Election Official Legal Defense Network
- Formation: September 2021
- Legal status: Nonprofit project
- Purpose: Pro bono legal defense of election officials
- Headquarters: Washington, D.C.
- Co-chairs: Robert Bauer, Benjamin Ginsberg
- Parent organization: Center for Election Innovation & Research
- Website: https://eoldn.org/

= Election Official Legal Defense Network =

Nonpartisan nonprofit project in election administration space

The Election Official Legal Defense Network (EOLDN) is a nonprofit project which provides legal advice and representation to election officials who experience threats, harassment, or exposure to criminal penalties with licensed. This service is available regardless of an election official's political affiliation or whether they work in red or blue states or counties.
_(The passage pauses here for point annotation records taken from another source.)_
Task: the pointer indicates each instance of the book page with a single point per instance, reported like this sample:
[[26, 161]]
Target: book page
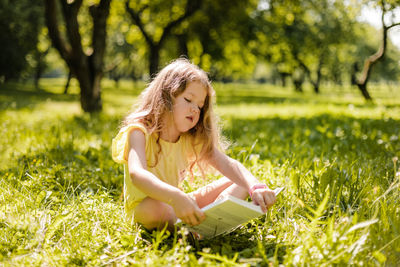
[[225, 215]]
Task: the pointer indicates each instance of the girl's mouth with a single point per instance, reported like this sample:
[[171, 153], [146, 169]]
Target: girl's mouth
[[190, 118]]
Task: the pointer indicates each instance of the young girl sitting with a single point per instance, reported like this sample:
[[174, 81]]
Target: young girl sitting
[[172, 132]]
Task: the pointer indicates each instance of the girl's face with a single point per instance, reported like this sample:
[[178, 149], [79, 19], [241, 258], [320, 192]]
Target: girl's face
[[188, 105]]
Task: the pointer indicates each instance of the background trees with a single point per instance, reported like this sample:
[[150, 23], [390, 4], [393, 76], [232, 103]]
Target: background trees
[[20, 23], [307, 42], [86, 66]]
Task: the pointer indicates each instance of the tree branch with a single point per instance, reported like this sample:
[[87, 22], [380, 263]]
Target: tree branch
[[393, 25], [191, 7], [70, 12], [52, 24], [99, 14], [136, 18]]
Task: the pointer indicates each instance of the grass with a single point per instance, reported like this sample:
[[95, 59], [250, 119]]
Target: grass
[[337, 156]]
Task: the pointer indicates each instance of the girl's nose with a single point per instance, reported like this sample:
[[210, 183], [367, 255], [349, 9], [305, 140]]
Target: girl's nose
[[194, 108]]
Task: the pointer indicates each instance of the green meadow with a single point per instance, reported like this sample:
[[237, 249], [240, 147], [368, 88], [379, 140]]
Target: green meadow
[[338, 158]]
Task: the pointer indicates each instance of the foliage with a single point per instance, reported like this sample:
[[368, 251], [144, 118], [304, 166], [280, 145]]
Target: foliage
[[19, 21], [338, 159]]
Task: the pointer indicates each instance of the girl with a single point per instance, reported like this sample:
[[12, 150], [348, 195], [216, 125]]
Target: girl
[[172, 131]]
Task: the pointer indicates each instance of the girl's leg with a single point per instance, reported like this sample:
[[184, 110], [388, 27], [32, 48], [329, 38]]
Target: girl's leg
[[216, 190], [153, 213]]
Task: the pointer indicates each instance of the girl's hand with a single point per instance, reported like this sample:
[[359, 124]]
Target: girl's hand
[[187, 210], [264, 197]]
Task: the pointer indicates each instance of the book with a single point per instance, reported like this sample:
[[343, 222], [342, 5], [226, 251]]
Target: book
[[225, 215]]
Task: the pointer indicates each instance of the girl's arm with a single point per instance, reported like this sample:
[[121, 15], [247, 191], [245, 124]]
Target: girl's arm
[[236, 172], [185, 208]]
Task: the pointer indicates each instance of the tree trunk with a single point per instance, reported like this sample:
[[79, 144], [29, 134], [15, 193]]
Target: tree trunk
[[67, 83], [373, 59], [364, 91], [182, 43], [88, 69], [154, 59], [155, 46]]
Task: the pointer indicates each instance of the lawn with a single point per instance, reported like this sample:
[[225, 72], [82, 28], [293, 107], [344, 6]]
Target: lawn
[[60, 191]]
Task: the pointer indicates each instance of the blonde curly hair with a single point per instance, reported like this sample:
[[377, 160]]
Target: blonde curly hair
[[158, 98]]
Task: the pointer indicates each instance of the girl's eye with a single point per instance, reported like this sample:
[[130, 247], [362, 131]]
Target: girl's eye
[[190, 101]]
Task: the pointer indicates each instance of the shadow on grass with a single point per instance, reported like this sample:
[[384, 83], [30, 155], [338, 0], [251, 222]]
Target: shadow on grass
[[18, 96]]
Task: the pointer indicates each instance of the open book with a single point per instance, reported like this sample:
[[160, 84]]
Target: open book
[[225, 215]]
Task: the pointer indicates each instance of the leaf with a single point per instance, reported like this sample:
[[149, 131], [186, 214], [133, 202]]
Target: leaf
[[379, 256], [362, 225]]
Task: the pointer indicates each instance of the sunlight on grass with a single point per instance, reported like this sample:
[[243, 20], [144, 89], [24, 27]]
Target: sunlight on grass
[[60, 191]]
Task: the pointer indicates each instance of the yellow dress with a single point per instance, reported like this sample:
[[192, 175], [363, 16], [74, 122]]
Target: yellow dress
[[171, 167]]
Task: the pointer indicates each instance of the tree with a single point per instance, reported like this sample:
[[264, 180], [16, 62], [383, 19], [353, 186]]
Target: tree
[[301, 37], [156, 22], [19, 26], [87, 66], [362, 81]]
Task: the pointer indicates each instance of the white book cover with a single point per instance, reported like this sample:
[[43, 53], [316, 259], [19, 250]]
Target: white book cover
[[225, 215]]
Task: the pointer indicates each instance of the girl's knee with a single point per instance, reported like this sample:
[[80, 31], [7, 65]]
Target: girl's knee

EOLDN is a project of the nonpartisan nonprofit Center for Election Innovation & Research (CEIR).

==History and mission==
Following the 2020 U.S. presidential election, Robert Bauer, a Democratic attorney who served as White House counsel under Barack Obama, and Benjamin Ginsberg, a longtime Republican election lawyer who represented President George W. Bush's campaign in the 2000 election, became increasingly concerned about growing threats and harassment aimed at election officials, as well as their exposure to new laws Bauer and Ginsberg characterized as "repressive."
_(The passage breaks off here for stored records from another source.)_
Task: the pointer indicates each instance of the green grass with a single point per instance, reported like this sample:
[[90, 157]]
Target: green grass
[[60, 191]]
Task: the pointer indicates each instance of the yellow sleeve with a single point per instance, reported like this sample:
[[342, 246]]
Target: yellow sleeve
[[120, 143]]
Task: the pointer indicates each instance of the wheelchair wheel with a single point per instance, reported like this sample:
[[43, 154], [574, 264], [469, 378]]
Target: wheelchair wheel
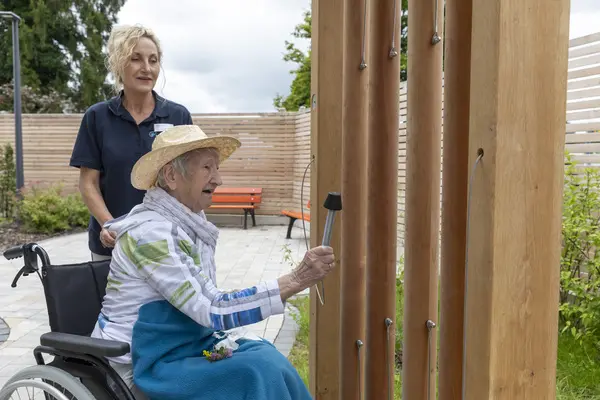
[[44, 382]]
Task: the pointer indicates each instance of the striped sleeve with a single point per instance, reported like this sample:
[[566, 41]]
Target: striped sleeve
[[166, 262]]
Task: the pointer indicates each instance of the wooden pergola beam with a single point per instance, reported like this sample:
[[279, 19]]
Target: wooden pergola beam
[[326, 147], [518, 108], [455, 177]]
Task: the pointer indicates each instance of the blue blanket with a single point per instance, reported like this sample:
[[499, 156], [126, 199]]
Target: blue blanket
[[168, 363]]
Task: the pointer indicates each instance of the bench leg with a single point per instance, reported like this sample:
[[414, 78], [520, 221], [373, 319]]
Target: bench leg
[[290, 226]]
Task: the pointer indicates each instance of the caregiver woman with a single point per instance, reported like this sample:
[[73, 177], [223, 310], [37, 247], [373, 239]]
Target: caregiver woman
[[115, 133]]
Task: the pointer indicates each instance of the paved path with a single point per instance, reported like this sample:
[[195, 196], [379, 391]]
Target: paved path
[[243, 258]]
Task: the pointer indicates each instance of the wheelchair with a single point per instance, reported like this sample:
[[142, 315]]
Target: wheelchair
[[79, 368]]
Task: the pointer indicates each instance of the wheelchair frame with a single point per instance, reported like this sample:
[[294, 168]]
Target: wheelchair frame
[[82, 357]]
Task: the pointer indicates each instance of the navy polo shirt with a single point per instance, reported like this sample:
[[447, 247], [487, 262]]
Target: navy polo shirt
[[110, 141]]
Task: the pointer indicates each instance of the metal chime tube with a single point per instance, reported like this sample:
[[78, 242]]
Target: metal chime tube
[[354, 182], [457, 77], [423, 148], [384, 84]]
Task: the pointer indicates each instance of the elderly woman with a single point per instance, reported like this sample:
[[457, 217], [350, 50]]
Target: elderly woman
[[116, 132], [162, 296]]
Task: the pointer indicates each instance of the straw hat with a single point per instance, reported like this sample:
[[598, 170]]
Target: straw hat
[[172, 143]]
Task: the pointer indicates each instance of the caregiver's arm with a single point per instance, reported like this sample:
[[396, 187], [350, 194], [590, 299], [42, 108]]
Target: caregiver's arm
[[166, 262]]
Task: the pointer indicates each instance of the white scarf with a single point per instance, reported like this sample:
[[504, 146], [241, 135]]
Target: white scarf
[[195, 225]]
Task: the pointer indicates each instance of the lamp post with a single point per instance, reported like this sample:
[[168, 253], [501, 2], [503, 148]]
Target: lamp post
[[17, 95]]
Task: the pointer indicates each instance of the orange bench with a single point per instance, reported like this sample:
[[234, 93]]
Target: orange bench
[[238, 198], [293, 216]]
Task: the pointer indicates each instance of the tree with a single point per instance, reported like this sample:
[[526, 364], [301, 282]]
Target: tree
[[62, 43], [300, 88]]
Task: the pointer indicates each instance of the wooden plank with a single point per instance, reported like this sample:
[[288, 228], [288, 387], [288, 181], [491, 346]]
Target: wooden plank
[[454, 200], [422, 208], [354, 199], [381, 182], [517, 118], [326, 147]]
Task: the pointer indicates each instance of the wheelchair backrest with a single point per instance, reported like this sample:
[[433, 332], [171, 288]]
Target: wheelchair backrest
[[74, 294]]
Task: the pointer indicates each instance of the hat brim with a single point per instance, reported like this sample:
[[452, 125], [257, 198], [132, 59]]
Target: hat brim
[[145, 170]]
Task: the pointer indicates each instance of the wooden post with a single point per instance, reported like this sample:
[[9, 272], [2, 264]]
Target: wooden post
[[382, 208], [518, 111], [457, 77], [326, 147], [423, 148], [354, 199]]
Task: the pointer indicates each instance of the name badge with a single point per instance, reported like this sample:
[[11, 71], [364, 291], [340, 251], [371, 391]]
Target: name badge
[[158, 128]]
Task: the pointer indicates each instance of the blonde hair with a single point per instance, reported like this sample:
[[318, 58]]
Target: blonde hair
[[121, 42]]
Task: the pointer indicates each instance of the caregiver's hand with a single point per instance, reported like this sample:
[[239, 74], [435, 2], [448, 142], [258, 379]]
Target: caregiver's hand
[[108, 238], [317, 263]]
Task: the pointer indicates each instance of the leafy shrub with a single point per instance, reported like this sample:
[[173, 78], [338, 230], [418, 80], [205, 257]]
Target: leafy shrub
[[48, 210], [580, 260]]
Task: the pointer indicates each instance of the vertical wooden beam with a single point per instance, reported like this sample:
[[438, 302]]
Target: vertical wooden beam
[[354, 199], [326, 147], [423, 148], [457, 79], [518, 111], [382, 208]]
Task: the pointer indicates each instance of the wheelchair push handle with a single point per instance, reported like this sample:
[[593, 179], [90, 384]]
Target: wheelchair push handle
[[30, 253], [13, 252]]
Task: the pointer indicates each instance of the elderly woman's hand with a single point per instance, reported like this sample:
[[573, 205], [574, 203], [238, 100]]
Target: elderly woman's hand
[[317, 263]]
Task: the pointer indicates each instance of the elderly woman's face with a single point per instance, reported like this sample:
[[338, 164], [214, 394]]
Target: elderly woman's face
[[196, 189], [143, 68]]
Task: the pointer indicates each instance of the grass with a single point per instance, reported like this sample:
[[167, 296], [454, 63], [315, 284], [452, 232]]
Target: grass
[[577, 378]]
Bauer and Ginsberg had collaborated in 2013 as co-chairs of the Presidential Commission on Election Administration, a yearlong investigation into voting irregularities, convened by President Obama. They reunited in June 2021 to co-author a New York Times op-ed calling attention to what they called "pernicious provisions" in recent state laws that threatened punishment of elections officials and workers "for just doing their jobs." The article also drew attention to the increasing problem of personal threats and harassment received by election officials.
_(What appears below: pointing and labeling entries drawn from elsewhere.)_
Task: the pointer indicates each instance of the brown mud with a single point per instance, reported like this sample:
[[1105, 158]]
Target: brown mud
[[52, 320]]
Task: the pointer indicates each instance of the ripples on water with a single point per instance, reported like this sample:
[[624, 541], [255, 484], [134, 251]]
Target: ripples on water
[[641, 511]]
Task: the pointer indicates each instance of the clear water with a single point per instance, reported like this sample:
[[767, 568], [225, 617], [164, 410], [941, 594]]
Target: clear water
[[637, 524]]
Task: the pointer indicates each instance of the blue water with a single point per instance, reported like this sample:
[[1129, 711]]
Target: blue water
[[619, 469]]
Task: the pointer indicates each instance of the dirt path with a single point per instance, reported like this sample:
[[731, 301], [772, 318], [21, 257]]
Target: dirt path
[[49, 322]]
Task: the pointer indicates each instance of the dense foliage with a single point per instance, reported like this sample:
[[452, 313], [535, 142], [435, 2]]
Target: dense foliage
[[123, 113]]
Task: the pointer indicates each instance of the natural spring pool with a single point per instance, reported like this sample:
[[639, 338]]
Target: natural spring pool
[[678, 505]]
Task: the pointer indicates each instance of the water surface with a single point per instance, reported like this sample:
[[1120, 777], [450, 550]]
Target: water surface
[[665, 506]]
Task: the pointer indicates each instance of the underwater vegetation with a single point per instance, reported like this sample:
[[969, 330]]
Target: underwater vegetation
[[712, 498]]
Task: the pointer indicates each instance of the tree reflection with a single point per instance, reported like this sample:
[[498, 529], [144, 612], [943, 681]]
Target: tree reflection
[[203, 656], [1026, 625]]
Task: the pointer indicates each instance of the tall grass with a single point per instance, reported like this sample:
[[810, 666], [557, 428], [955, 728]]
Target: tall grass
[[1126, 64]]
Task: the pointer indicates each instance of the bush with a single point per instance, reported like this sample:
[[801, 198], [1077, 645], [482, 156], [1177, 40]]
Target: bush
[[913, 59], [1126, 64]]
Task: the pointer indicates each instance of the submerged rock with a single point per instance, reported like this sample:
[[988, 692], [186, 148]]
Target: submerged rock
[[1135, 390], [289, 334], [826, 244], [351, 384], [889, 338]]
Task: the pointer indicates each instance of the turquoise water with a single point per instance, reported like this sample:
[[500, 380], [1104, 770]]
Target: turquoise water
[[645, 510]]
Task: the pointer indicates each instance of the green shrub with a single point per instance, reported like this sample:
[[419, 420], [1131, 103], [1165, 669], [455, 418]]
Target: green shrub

Three months later, in response to these concerns, they partnered with CEIR Executive Director David J. Becker to create the Election Official Legal Defense Network as a project of the nonpartisan organization. As of June 2024, EOLDN included more than 6,000 pro bono attorneys.

In February 2025, in response to concerns expressed by election administrators of both parties over what it called an "expanded threat environment," EOLDN announced a broadening of its scope by preparing to assist election officials in the event of targeting by federal agencies, potentially including the Internal Revenue Service, the Department of Justice, the Federal Bureau of Investigation, or Congress.

EOLDN's current project lead is Angie Pitha.

== Cases ==
Although individual cases are confidential, some have been covered in the media with the officials' permission. Among them:

- Christine Gibbons, former registrar of Lynchburg, Virginia, who was not reappointed to her position in 2023 by the Lynchburg Election Board after what she described as a pattern of accusations and harassment following the 2022 election. This non-renewal was a departure from the tradition of reappointing registrars with positive performance reviews.
- Natalie Adona, clerk-recorder for Nevada County, California, who received persistent harassment regarding allegations of fraud in the 2020 election and her attempts to enforce a mask mandate during the COVID-19 pandemic.

== Awards ==
In July 2024, EOLDN's parent organization CEIR and EOLDN co-chairs Benjamin Ginsberg and Robert Bauer received the American Bar Association's "Unsung Heroes of Democracy" Award for their efforts in support of election officials.